Our breastfeeding journey



I know I’ve missed #worldbreastfeedingweek with this, I was a bit uncertain whether to write about our journey or not. Last year I was writing with pride about our feeding journey, and if you had asked me if I would be feeding this time next year, my response would be I hope so!


I’d like to think I would have been foolish enough to say a hard yes, as it takes two people to breastfeed, but I wanted to continue as long as possible. I can’t say how long I would have kept going, and I wasn’t looking forward to the day when I decided it was time and having to wean her, however I hadn’t prepared myself for her weaning herself.


If you’ve read our birth story, Baby H was born at 41 weeks with a natural unassisted labour, it took a couple of attempts to initiate feeding, but 8 hours later she was on and our journey began.


Our story


Mainly our journey was simple, I had plenty of milk so that was one thing I didn’t need to worry about, however, it was an oversupply which brings its own challenge. For us my oversupply meant that H would either keep a really shallow latch, or clamp down to stem the flow, both of which were very painful. Feeding was working, it was painful, but it was working for her and she was gaining weight well, that being said I wanted to see if it could be more comfortable.


Firstly, I reached out to our Health Visitor who watched me feed and gave me some pointers, it worked for us well in the office but for some reason I couldn’t replicate it at home. Next I spoke to our local La Leche League leader, who recommended feeding in a laid back position, but I just couldn’t get comfortable with it. Finally, I attended a breastfeeding clinic at a local hospital who taught me to pinch my nipple and roll it into her mouth to ensure a deep latch and if she slips take her off and try again - this was perfect and finally feeding was comfortable.

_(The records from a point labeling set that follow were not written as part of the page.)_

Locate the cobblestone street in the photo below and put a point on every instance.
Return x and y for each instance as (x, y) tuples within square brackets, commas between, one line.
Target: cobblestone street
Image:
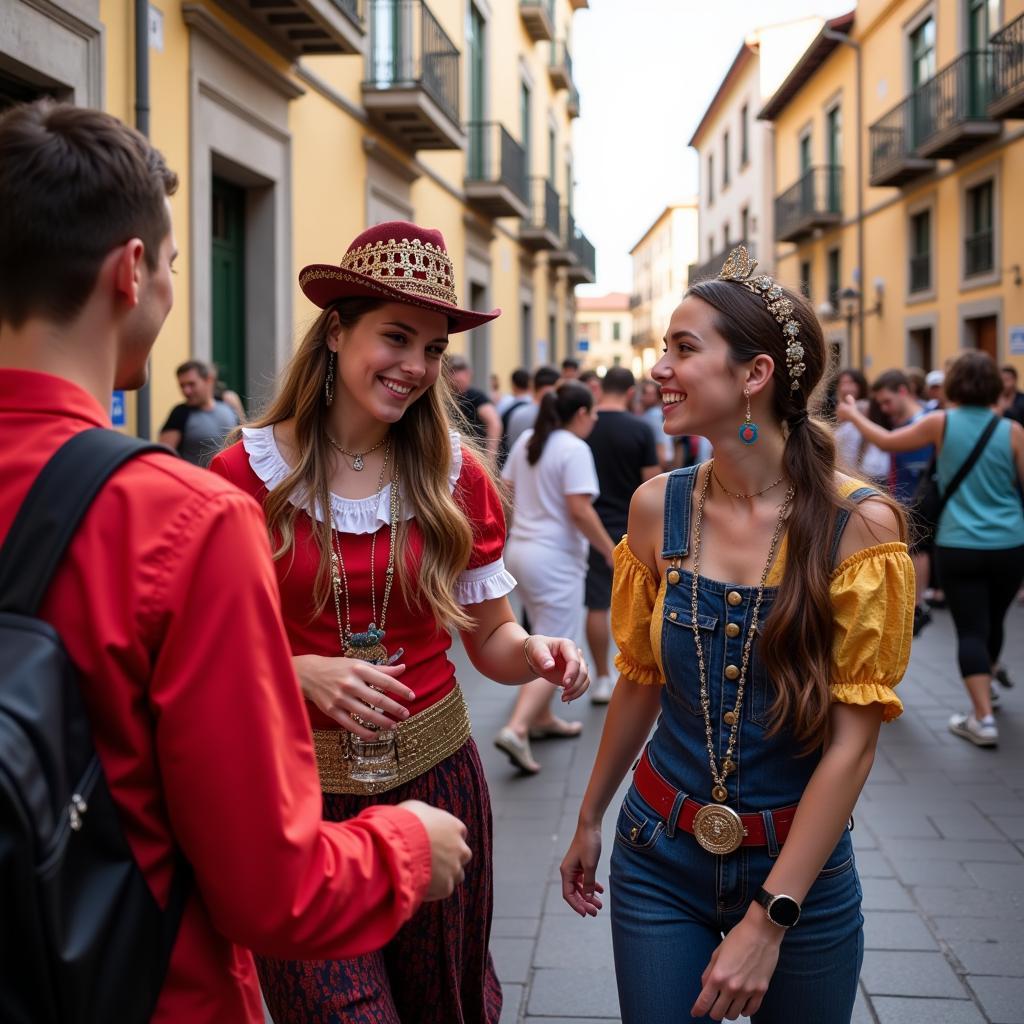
[(940, 848)]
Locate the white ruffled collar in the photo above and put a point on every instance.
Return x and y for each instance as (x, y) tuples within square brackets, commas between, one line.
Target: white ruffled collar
[(358, 515)]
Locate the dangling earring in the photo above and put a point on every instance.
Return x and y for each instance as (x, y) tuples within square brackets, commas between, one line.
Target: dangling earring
[(329, 378), (748, 429)]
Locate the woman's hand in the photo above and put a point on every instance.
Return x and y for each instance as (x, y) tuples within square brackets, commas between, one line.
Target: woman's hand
[(736, 979), (342, 687), (559, 662), (580, 887)]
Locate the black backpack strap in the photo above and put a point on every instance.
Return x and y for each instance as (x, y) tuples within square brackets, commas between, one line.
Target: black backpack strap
[(968, 465), (54, 507)]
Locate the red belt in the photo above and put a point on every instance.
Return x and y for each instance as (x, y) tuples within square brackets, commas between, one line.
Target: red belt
[(662, 797)]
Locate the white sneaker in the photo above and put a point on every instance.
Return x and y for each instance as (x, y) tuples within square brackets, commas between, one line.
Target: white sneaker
[(601, 691), (983, 733)]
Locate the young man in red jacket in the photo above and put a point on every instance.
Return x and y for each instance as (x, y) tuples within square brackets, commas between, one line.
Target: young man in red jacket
[(167, 601)]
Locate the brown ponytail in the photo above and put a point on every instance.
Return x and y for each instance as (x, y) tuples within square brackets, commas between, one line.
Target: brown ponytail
[(796, 644)]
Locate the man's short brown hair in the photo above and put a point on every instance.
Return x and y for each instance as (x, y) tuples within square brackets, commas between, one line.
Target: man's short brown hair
[(75, 183), (973, 380)]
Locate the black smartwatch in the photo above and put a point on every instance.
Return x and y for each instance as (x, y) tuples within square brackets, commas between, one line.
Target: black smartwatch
[(781, 910)]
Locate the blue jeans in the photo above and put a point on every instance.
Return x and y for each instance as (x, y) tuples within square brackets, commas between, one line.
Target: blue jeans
[(672, 902)]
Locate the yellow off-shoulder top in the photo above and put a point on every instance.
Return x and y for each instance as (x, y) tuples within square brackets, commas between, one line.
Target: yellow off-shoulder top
[(872, 597)]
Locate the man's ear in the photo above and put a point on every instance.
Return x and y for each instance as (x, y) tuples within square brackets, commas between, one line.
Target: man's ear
[(127, 270)]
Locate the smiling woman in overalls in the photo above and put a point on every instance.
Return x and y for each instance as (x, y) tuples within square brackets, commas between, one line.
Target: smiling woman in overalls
[(763, 607)]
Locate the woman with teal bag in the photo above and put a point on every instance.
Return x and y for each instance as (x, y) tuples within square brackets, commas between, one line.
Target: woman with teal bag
[(979, 545)]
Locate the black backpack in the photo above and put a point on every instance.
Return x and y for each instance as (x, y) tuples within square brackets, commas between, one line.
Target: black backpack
[(82, 940)]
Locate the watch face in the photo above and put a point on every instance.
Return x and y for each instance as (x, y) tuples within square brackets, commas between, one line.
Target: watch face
[(784, 911)]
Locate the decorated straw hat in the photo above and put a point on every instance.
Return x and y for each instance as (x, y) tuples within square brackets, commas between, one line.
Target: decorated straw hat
[(398, 262)]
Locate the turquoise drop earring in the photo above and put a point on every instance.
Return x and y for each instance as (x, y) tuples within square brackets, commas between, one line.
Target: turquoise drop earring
[(748, 429)]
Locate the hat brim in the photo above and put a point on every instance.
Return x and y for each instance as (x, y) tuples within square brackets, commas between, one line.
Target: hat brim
[(324, 284)]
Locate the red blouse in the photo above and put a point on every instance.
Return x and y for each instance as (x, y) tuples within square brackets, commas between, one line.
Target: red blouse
[(256, 466)]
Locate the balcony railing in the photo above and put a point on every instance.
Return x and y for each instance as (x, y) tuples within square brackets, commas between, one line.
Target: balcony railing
[(309, 27), (572, 105), (921, 272), (496, 171), (712, 267), (894, 156), (560, 68), (539, 17), (412, 86), (951, 109), (562, 256), (541, 228), (814, 202), (584, 268), (979, 254), (1008, 72)]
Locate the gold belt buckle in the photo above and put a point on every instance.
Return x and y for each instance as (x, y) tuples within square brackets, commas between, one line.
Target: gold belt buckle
[(719, 829)]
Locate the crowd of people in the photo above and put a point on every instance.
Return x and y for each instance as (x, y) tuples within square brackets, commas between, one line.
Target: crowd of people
[(261, 640)]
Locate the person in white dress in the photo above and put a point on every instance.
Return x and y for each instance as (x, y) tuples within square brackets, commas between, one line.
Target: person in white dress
[(553, 481)]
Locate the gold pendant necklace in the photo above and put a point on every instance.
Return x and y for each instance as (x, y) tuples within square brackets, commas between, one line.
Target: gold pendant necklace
[(733, 494), (718, 828), (358, 458), (367, 646)]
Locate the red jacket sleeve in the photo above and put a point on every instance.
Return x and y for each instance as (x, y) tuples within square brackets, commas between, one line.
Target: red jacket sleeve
[(238, 766)]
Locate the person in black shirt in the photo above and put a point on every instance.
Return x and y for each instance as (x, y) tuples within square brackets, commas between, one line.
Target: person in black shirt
[(1011, 400), (475, 406), (626, 456)]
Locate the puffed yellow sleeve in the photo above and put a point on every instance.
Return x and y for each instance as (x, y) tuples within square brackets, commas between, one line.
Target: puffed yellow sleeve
[(634, 594), (872, 598)]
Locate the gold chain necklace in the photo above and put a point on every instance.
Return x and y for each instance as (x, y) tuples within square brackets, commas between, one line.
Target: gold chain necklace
[(719, 791), (732, 494), (367, 646), (357, 458)]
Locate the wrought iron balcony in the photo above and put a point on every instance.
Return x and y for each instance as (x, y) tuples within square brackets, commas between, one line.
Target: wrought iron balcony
[(541, 228), (412, 86), (979, 254), (560, 68), (584, 269), (894, 156), (951, 109), (539, 17), (1008, 72), (572, 107), (815, 202), (562, 256), (496, 171), (712, 267), (308, 27)]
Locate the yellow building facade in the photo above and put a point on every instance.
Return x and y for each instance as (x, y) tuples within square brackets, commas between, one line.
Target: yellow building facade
[(660, 262), (898, 155), (296, 124)]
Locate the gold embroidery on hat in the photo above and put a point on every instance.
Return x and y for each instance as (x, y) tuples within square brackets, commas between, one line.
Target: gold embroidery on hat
[(399, 264), (739, 266)]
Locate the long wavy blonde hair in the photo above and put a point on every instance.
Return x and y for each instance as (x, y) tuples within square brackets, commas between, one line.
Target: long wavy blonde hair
[(423, 455)]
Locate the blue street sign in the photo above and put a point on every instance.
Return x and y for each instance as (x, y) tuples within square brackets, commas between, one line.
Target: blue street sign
[(118, 417)]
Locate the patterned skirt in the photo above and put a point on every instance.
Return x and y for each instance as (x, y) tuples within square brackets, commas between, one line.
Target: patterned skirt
[(437, 970)]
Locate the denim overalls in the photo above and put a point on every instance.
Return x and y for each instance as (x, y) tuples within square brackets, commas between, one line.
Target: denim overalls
[(672, 900)]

Returning to work and breastfeeding


We continued exclusively breastfeeding until weaning at six months, then at 7 months I returned to work two days a week. To date the oversupply had meant a decent output when pumping and catching letdown with a silicon pump when feeding, so I wasn’t concerned about my return to work. We sent H to childcare with one bottle of breast milk and one bottle of formula each day. It was perfect




I took a one-hour pump break each day and was able to express enough for the following day’s bottle, so we could protect the freezer supply. Then it all changed, only two weeks into my return to work, my period returned and my supply plummeted to less than half of my previous output. I don’t know if the timing was coincidental, or if my return to work brought on my period and that affected my supply, or vice versa, either way, emotionally I was not ready.


Dealing with a reduced milk supply


To begin with, I upped my pumping, making sure to also pump at home and on my days off, it was sustainable, but not enjoyable. Eventually I had to concede, the regular pumping just wasn’t for me, I wasn’t enjoying it and she was already having one bottle of formula a day, was it really so bad to increase that to two? We still fed in the mornings, at bedtime and at night, our journey hadn’t ended, it had just changed.


We were lucky because H had always switched well between the breast and the bottle so I didn’t need to worry about that. When I met with our Health Visitor before H was born she had asked our feeding plans and when I explained I wanted to exclusively breastfeed but have the option to give her bottles of expressed milk, she advised that if feeding established well then to introduce the bottle at 4 weeks rather than six to avoid any bottle aversion (please note this goes against all common advice, it’s just what worked for us).


H was content having her formula milk at the childminders and breastfeeding with me, it was working well. Fast forward another two months, we’ve dropped the breakfast and night feeds so we are on just one a day at bedtime and it’s no longer the same story. H is starting to fuss on the boob, coming on and off, not latching effectively, not taking much in and it’s back to being painful. She is frustrated. I am frustrated. It's no longer working.


I persevered though, having told myself that we would make it to one year, we only had around 6 weeks to go, we could do it. Bedtimes were getting fraught, H just wanted a bottle, I didn’t want to give her it, after all it was now the only time we fed. I kept battling, then a few weeks shy of her first birthday I gave in. I’d always prided myself on being baby led for the majority of my parenting, and I suddenly realised I no longer was when it came to feeding, H had decided she was done and I was trying to override that decision.


Accepting our breastfeeding journey had ended


I would love to tell you when I reached that decision I felt a wave of relief, but I didn’t, a wave of sadness yes, but no relief. However, H was starting to settle better at bedtime so it was undeniably the right decision to make.


11 months later I still feel sad that we didn’t get any further, I think I always will. To this date, I still think about feeding most days, and check for milk at least once a week (there’s still some there!). Yes we never made it to one year, and I wasn’t ready to stop, but that’s not important, what’s important is I fed for as long as it was right for both of us.